54 refugees stranded in Syria repatriated to Kurdistan Region  

A group of refugees are pictured near an area in Smaqoli, east of Erbil, September 11, 2021.

SULAIMANI (ESTA) — Fifty-four Kurdish refugees were repatriated to the Kurdistan Region on Saturday, ten days after being stranded in Syria, according to Esta Media Network reporter and a refugee watchdog. 

Turkey deported nearly 60 people from the Kurdistan Region to Syria last week, according to the Lutka Foundation for Refugees and Displaced Affairs.

Head of Lutka foundation Ari Jalal said the refugees were detained by Turkish police in Izmir as they were trying to cross into Greece.

They were held at a refugee camp in Gaziantep for over 10 days before they were handed over to Turkish-backed militant groups in Syria, he added.

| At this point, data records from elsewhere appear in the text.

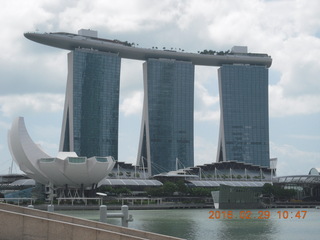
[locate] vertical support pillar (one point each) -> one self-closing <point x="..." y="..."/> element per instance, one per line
<point x="50" y="208"/>
<point x="103" y="213"/>
<point x="125" y="217"/>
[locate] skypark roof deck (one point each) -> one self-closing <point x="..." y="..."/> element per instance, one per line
<point x="70" y="41"/>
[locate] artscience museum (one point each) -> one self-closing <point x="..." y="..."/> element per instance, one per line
<point x="66" y="169"/>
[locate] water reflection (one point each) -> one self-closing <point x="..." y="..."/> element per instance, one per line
<point x="194" y="224"/>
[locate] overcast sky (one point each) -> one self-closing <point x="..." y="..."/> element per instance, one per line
<point x="33" y="76"/>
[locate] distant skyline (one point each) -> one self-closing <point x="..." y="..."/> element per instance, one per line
<point x="33" y="76"/>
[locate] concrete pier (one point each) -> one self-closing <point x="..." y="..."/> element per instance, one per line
<point x="27" y="223"/>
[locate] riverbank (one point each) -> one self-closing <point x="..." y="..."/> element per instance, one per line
<point x="131" y="207"/>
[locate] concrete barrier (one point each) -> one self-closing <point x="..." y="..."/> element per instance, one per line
<point x="59" y="218"/>
<point x="15" y="226"/>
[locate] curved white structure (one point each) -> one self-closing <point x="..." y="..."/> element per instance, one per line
<point x="66" y="169"/>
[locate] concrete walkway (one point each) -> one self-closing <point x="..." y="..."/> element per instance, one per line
<point x="20" y="223"/>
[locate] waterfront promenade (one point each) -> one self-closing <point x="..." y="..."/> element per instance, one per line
<point x="27" y="223"/>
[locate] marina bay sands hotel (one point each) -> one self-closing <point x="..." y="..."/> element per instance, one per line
<point x="91" y="111"/>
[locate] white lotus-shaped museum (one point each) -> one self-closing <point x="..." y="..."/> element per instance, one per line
<point x="65" y="169"/>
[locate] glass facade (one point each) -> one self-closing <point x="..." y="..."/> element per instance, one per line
<point x="167" y="123"/>
<point x="92" y="104"/>
<point x="244" y="121"/>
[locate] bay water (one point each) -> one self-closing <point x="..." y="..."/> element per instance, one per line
<point x="203" y="224"/>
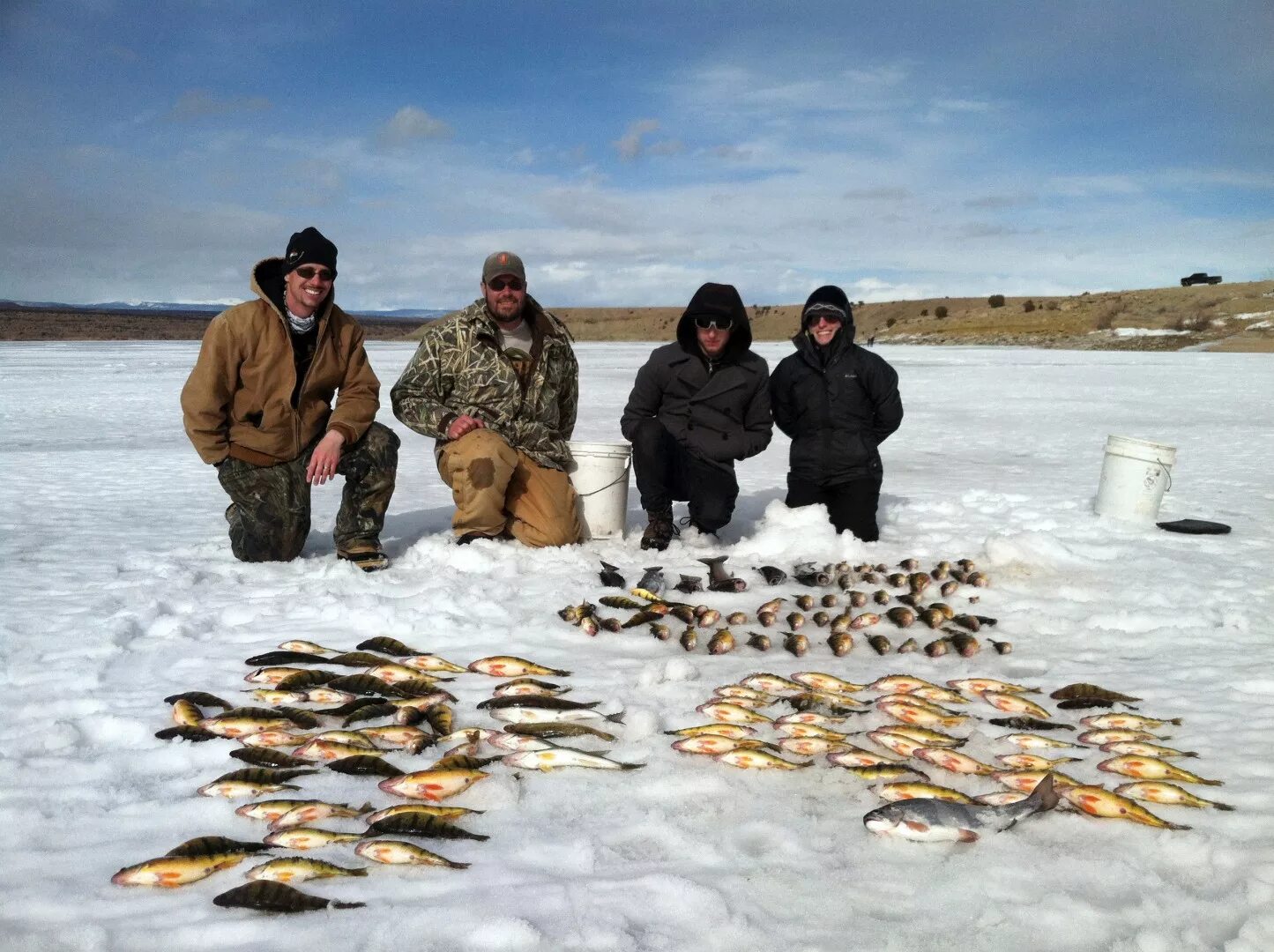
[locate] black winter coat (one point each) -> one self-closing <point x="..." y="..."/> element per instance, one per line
<point x="838" y="408"/>
<point x="719" y="411"/>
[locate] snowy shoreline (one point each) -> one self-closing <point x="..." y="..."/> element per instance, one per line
<point x="121" y="591"/>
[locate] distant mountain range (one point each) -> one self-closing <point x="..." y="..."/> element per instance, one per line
<point x="140" y="308"/>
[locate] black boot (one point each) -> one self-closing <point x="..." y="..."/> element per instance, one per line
<point x="659" y="531"/>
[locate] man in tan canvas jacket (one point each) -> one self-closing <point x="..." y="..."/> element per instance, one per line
<point x="259" y="406"/>
<point x="497" y="385"/>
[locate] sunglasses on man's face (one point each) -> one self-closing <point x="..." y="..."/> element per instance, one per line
<point x="713" y="323"/>
<point x="306" y="273"/>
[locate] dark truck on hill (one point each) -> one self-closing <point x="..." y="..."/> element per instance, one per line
<point x="1200" y="278"/>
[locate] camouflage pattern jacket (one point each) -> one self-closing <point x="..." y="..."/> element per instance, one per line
<point x="460" y="368"/>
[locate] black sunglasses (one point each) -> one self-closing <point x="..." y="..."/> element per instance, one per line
<point x="713" y="323"/>
<point x="306" y="273"/>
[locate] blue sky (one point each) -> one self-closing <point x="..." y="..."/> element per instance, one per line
<point x="630" y="152"/>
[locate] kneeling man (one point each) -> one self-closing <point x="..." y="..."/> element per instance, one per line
<point x="259" y="406"/>
<point x="697" y="405"/>
<point x="497" y="385"/>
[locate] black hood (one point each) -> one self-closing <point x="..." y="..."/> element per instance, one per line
<point x="830" y="294"/>
<point x="718" y="301"/>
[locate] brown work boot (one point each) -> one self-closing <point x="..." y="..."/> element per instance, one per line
<point x="659" y="531"/>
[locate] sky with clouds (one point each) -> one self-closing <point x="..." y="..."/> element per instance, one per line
<point x="630" y="152"/>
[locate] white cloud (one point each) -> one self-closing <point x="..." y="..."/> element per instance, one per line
<point x="412" y="123"/>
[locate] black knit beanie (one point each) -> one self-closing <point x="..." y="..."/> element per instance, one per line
<point x="718" y="301"/>
<point x="309" y="248"/>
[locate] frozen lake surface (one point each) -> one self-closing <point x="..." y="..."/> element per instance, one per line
<point x="121" y="589"/>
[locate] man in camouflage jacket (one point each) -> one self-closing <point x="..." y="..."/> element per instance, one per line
<point x="497" y="385"/>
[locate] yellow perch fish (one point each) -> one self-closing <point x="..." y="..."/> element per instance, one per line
<point x="564" y="757"/>
<point x="307" y="837"/>
<point x="712" y="745"/>
<point x="881" y="771"/>
<point x="274" y="738"/>
<point x="432" y="663"/>
<point x="901" y="745"/>
<point x="1161" y="792"/>
<point x="512" y="666"/>
<point x="1036" y="742"/>
<point x="1145" y="749"/>
<point x="732" y="712"/>
<point x="979" y="685"/>
<point x="827" y="682"/>
<point x="242" y="726"/>
<point x="307" y="648"/>
<point x="893" y="793"/>
<point x="911" y="714"/>
<point x="306" y="814"/>
<point x="1032" y="761"/>
<point x="1125" y="722"/>
<point x="432" y="784"/>
<point x="809" y="746"/>
<point x="758" y="760"/>
<point x="735" y="731"/>
<point x="898" y="683"/>
<point x="1027" y="780"/>
<point x="1102" y="803"/>
<point x="953" y="761"/>
<point x="232" y="789"/>
<point x="427" y="809"/>
<point x="272" y="675"/>
<point x="398" y="852"/>
<point x="171" y="872"/>
<point x="1010" y="703"/>
<point x="1152" y="769"/>
<point x="938" y="695"/>
<point x="1097" y="738"/>
<point x="186" y="712"/>
<point x="851" y="756"/>
<point x="298" y="869"/>
<point x="929" y="738"/>
<point x="772" y="683"/>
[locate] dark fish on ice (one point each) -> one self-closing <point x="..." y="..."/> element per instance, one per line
<point x="610" y="576"/>
<point x="772" y="575"/>
<point x="268" y="896"/>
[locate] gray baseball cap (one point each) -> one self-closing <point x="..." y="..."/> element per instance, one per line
<point x="503" y="263"/>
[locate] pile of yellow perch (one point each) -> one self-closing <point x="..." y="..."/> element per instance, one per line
<point x="397" y="695"/>
<point x="906" y="723"/>
<point x="887" y="597"/>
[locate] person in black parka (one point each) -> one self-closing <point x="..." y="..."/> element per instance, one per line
<point x="838" y="403"/>
<point x="697" y="405"/>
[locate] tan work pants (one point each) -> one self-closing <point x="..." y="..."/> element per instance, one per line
<point x="498" y="488"/>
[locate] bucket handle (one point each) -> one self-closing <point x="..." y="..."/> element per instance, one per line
<point x="613" y="482"/>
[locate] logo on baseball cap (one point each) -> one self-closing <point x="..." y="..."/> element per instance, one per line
<point x="503" y="263"/>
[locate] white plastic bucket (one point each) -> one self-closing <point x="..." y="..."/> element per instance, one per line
<point x="600" y="477"/>
<point x="1136" y="473"/>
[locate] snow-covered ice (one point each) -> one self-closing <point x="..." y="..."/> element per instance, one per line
<point x="121" y="589"/>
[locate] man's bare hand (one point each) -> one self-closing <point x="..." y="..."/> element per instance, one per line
<point x="325" y="457"/>
<point x="461" y="425"/>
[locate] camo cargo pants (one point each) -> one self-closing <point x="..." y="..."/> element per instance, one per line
<point x="269" y="511"/>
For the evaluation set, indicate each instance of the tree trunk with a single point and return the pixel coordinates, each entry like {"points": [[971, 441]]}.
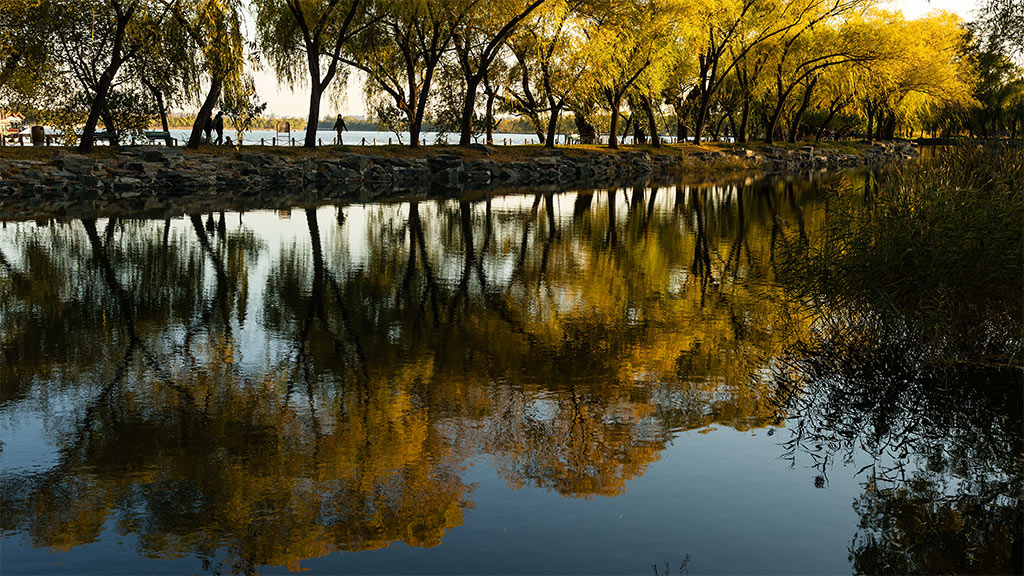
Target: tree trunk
{"points": [[772, 123], [98, 105], [588, 134], [743, 118], [613, 128], [552, 126], [466, 126], [111, 127], [803, 108], [205, 112], [315, 92], [488, 119], [701, 117], [651, 122]]}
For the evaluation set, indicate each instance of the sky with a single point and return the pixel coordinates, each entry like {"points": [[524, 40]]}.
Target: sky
{"points": [[283, 101]]}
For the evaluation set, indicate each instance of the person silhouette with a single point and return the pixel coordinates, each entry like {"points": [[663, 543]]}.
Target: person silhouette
{"points": [[339, 126], [218, 126], [207, 128]]}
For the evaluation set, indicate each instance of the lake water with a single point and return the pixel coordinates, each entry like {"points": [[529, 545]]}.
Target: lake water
{"points": [[585, 382]]}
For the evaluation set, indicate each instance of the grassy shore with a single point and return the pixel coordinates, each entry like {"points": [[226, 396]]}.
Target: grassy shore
{"points": [[932, 249], [497, 154]]}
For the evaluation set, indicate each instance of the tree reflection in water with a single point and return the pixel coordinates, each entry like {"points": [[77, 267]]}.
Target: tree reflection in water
{"points": [[257, 394]]}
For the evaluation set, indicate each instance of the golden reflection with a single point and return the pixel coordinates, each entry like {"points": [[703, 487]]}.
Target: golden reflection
{"points": [[287, 393]]}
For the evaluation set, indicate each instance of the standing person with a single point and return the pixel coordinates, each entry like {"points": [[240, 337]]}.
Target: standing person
{"points": [[218, 125], [208, 127], [339, 126]]}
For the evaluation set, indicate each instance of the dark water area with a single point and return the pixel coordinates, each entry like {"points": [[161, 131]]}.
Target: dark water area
{"points": [[586, 382]]}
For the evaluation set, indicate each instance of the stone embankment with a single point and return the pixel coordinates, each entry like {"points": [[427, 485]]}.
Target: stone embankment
{"points": [[155, 179]]}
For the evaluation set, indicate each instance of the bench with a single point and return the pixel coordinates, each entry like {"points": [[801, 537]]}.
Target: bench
{"points": [[161, 135], [103, 136]]}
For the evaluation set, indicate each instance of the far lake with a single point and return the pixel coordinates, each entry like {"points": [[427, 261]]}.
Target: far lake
{"points": [[586, 382]]}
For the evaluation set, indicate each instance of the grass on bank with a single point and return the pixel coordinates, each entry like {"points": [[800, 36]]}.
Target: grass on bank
{"points": [[500, 153], [935, 247]]}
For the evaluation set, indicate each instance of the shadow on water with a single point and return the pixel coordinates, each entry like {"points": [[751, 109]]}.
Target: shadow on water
{"points": [[914, 360], [262, 388]]}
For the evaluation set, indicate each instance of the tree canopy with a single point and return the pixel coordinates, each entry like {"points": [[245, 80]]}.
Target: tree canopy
{"points": [[638, 69]]}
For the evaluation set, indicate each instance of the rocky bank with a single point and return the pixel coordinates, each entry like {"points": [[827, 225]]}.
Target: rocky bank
{"points": [[156, 180]]}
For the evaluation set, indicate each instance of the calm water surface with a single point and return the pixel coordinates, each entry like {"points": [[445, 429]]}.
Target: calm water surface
{"points": [[578, 382]]}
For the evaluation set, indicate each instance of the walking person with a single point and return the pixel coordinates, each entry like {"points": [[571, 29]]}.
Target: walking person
{"points": [[218, 126], [339, 126], [207, 128]]}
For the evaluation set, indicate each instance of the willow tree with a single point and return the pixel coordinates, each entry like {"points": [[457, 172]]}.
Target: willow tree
{"points": [[626, 41], [305, 42], [801, 59], [92, 42], [214, 29], [400, 53], [549, 57], [924, 68], [730, 29], [26, 55], [478, 43]]}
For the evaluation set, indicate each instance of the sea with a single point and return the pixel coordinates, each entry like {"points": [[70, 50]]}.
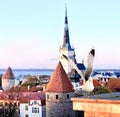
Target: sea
{"points": [[24, 72]]}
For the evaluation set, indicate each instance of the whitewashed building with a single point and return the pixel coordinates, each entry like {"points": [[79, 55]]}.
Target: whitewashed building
{"points": [[33, 105]]}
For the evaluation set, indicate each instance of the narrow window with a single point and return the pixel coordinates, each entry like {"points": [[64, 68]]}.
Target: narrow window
{"points": [[56, 96]]}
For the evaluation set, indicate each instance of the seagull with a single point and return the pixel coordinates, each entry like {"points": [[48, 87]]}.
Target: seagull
{"points": [[86, 77]]}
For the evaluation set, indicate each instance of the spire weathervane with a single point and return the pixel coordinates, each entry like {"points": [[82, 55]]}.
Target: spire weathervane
{"points": [[66, 40]]}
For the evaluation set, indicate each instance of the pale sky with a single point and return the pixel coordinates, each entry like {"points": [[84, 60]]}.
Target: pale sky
{"points": [[31, 32]]}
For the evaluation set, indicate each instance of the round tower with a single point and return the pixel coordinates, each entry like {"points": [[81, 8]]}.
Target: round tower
{"points": [[8, 79], [58, 94], [66, 48]]}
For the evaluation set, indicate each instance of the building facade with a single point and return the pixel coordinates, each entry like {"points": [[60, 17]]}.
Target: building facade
{"points": [[58, 94]]}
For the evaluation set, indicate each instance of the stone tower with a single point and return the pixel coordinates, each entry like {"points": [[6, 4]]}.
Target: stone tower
{"points": [[66, 48], [58, 94], [8, 79]]}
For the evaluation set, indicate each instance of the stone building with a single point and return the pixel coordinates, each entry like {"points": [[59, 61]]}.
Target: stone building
{"points": [[67, 50], [8, 79], [58, 94]]}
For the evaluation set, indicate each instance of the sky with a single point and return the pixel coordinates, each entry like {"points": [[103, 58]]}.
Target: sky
{"points": [[31, 32]]}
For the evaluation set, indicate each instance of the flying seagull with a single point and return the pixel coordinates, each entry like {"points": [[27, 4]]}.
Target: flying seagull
{"points": [[86, 77]]}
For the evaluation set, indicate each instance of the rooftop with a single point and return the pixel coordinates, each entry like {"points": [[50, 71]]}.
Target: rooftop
{"points": [[59, 81]]}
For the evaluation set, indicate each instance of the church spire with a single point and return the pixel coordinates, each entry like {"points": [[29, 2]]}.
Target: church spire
{"points": [[66, 40]]}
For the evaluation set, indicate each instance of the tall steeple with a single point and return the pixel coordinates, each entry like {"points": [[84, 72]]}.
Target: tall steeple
{"points": [[66, 39]]}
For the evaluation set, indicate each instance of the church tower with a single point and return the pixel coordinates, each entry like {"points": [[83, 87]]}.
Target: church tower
{"points": [[8, 79], [66, 48], [59, 92]]}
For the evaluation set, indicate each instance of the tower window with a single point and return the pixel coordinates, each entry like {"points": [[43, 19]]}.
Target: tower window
{"points": [[67, 96], [56, 96]]}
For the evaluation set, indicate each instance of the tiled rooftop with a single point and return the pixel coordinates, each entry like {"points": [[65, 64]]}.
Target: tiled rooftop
{"points": [[59, 81], [8, 74]]}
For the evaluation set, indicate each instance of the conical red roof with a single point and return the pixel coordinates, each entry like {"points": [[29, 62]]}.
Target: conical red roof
{"points": [[59, 81], [8, 74]]}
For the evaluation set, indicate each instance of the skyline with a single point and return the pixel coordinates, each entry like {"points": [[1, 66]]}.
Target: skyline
{"points": [[31, 32]]}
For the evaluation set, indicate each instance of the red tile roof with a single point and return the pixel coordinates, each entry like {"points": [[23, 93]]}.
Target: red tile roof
{"points": [[113, 84], [59, 81], [95, 82], [8, 74]]}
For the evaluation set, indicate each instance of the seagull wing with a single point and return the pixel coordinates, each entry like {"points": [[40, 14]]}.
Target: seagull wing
{"points": [[89, 69], [74, 66]]}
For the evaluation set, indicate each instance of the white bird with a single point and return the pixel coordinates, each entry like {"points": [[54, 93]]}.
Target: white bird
{"points": [[86, 77]]}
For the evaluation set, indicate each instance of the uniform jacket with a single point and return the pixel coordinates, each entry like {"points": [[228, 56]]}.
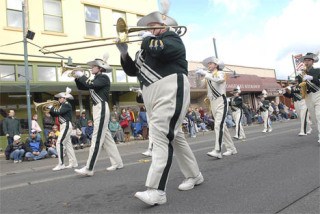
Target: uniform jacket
{"points": [[294, 95], [313, 85], [64, 113], [99, 87], [159, 57], [11, 126]]}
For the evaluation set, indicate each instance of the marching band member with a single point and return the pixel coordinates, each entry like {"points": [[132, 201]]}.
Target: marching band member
{"points": [[99, 89], [161, 68], [300, 106], [265, 111], [216, 85], [64, 113], [312, 80], [237, 112]]}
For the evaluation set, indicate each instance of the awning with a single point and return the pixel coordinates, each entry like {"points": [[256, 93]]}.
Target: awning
{"points": [[247, 83]]}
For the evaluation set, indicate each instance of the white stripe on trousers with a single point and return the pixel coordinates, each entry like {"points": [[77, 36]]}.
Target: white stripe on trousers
{"points": [[219, 111], [160, 99], [65, 136], [303, 113], [313, 104], [237, 120], [101, 136]]}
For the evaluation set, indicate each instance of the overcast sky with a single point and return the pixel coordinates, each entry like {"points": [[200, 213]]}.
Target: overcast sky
{"points": [[256, 33]]}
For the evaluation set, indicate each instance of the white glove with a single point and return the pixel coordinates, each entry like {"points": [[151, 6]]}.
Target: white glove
{"points": [[78, 74], [122, 47], [308, 77], [201, 72], [145, 34]]}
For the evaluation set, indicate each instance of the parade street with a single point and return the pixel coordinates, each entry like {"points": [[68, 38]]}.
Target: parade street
{"points": [[275, 172]]}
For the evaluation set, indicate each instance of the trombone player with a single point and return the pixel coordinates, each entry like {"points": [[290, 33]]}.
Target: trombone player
{"points": [[161, 68], [64, 113], [312, 79]]}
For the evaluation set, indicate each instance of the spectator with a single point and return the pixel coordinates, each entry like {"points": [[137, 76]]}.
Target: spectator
{"points": [[125, 117], [15, 150], [116, 130], [51, 145], [89, 131], [34, 147], [83, 122], [11, 126], [47, 124]]}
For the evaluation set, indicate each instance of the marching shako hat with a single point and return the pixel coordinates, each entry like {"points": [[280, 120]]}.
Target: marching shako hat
{"points": [[157, 17], [66, 94], [312, 56], [102, 63], [215, 61]]}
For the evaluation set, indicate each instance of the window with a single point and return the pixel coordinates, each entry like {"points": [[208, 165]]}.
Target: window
{"points": [[47, 74], [14, 13], [93, 25], [52, 15], [7, 73], [21, 73], [121, 76]]}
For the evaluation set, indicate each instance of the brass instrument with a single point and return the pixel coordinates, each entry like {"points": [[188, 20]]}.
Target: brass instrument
{"points": [[122, 30], [44, 105], [303, 85], [65, 68]]}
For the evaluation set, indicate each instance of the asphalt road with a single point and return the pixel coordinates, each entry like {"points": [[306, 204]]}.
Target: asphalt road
{"points": [[275, 172]]}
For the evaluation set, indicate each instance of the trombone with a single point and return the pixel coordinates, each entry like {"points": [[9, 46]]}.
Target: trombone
{"points": [[123, 32]]}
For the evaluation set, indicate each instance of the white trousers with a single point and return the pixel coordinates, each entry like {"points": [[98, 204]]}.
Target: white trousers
{"points": [[101, 136], [303, 114], [237, 115], [167, 101], [313, 104], [64, 140], [266, 120], [219, 108]]}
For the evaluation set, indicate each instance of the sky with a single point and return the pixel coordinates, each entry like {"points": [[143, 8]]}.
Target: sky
{"points": [[253, 33]]}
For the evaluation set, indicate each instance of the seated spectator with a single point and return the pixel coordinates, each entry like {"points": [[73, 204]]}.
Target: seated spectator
{"points": [[89, 131], [77, 138], [116, 130], [15, 150], [51, 145], [34, 147]]}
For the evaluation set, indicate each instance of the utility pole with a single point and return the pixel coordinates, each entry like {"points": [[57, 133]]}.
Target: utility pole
{"points": [[26, 65]]}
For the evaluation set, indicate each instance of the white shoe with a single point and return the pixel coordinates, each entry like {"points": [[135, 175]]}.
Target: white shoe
{"points": [[215, 154], [230, 152], [152, 196], [71, 166], [115, 167], [147, 153], [189, 183], [59, 167], [84, 171]]}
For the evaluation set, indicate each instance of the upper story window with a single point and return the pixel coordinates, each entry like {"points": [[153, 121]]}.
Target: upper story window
{"points": [[52, 14], [93, 23], [14, 13]]}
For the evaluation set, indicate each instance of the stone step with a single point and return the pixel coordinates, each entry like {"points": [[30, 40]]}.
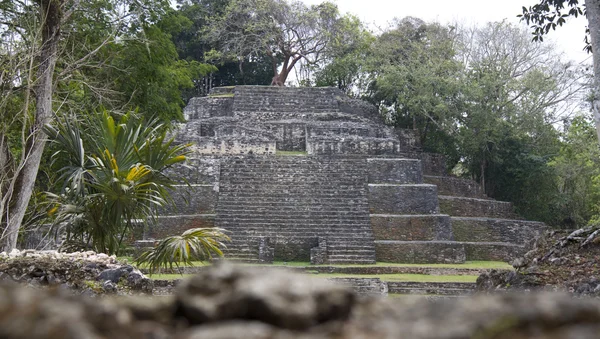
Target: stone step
{"points": [[493, 251], [411, 227], [477, 229], [403, 199], [430, 291], [473, 207], [394, 170], [420, 252], [344, 261], [453, 186]]}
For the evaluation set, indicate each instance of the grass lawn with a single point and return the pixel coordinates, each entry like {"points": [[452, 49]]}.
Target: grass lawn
{"points": [[406, 277], [468, 264], [383, 277]]}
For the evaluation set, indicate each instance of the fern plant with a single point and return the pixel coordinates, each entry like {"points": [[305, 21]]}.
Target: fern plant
{"points": [[114, 177], [196, 244]]}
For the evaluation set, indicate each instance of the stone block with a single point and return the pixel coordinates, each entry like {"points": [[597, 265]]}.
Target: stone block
{"points": [[411, 227], [495, 230], [192, 199], [394, 171], [433, 164], [266, 253], [457, 187], [420, 252], [489, 251], [403, 199], [473, 207]]}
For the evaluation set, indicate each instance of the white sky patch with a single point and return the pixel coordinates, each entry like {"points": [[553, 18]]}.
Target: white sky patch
{"points": [[379, 13]]}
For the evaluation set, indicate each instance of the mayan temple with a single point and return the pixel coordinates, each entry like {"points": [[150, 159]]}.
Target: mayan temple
{"points": [[309, 174]]}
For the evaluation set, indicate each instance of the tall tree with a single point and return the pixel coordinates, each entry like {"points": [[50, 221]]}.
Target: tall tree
{"points": [[515, 90], [38, 58], [285, 32], [548, 14], [416, 80], [51, 14]]}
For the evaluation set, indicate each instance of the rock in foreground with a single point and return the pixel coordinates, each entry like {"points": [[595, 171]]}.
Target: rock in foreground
{"points": [[242, 302], [82, 272]]}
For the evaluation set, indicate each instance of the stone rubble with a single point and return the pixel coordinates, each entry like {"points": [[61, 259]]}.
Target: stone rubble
{"points": [[243, 302], [83, 272]]}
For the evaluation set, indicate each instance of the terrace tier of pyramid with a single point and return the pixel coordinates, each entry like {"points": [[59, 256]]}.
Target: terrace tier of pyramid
{"points": [[298, 174]]}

Esta Media Network reporter said 54 of the refugees were repatriated to the Kurdistan Region with the help of Deputy Prime Minister Qubad Talabani.

“We were in a very bad condition. We were given only one meal per day,” one of the refugees told Esta Media Network.

He said as many as 54 out of 57 refugees were returned.

“The three other refugees are still missing, and we don’t know where they were taken,” he added, calling on the Iraqi and Kurdish governments to locate them and repatriate them to the Region.

The head of Lutka foundation told Esta Media Network that the three other refugees had gone missing after they tried to illegally cross the border to Turkey again.

“The three were detained again as they were trying to illegally cross into Turkey,” Jalal said. “They had said they were not planning to return to the Kurdistan Region, but we are still investigating to bring them back.”

The deputy prime minister’s office had been in contacts with the related authorities to return the refugees, he added.

He also thanked the Iraqi ministry of migration and displacement as well as the Iraqi embassy in Ankara to coordinate with the foundation to bring them back to the Region.

Thousands of people from the Kurdistan Region have migrated to European countries following an economic crisis that hit the Region in 2014.

In October 2020, the Kurdistan parliament’s committee of relations and Kurdish diaspora said nearly 14,500 youths from the Region had migrated to European countries in the year due to economic crisis, political situation, injustice and corruption.

Twenty-seven had gone missing, it added.

Nearly 450,000 people in the Region and Iraq had migrated to Europe between 2014 and 2020, according to the parliament’s committee.